I thought about this during my afternoon walking practice. Small creatures come out to gawk at me while I walk the length of our lot and the empty one next door. A jackrabbit paused in front of me and watched as I made my slow progression up the driveway towards him. Mockingbirds and great black crows soared overhead. Out of the corner of my eye I could see a squirrel making a trip up the elm beside the house pause and watch as I passed by. As I did my routine, troubling thoughts arose. Doubts, some about myself, some about others, and some that just arose from nowhere at all seeped into my mind. I did not ignore them, nor did I explore them. I watched, putting doubt into the path of the Chest Cauldron practice, and let them go. They were, after all, only phantasms of the mind and not real.
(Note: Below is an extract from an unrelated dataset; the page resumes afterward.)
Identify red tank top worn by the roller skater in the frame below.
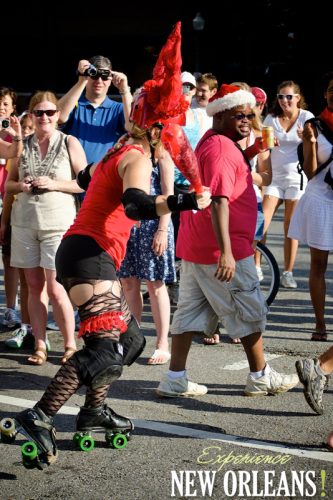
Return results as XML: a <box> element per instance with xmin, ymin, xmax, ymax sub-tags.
<box><xmin>64</xmin><ymin>145</ymin><xmax>143</xmax><ymax>269</ymax></box>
(If you want to learn how to do this practice contact lama at his website http://www.lamajigme.com )

Like the roses in the store, a person's practice can be outwardly beautiful but inwardly sterile, without a scent. Without a connection. Without the incredible smell a rose can be as superficial as as a silk or plastic rose, and just as disatisfying. I want my practice to be like the little antique roses in my garden. Smallish, sure, no where near as beautiful as the perfectly manicured roses in the store, my roses ramble along, are a bit worn around the corners and occassionally bug eaten. But the scent they exude is bliss. Walking up and down the lot with my mala swinging in one hand and me muttering OM MANI PADME HUM while I practice may look messy to some, perhaps even silly to others; even to summer brown jackrabbits, but its meditation born like my roses, from graftings and sun and wind and rain, through difficulties and lots of love and good food; and most of all authentic practice. Not beautiful, not sterile, but real, from the heart.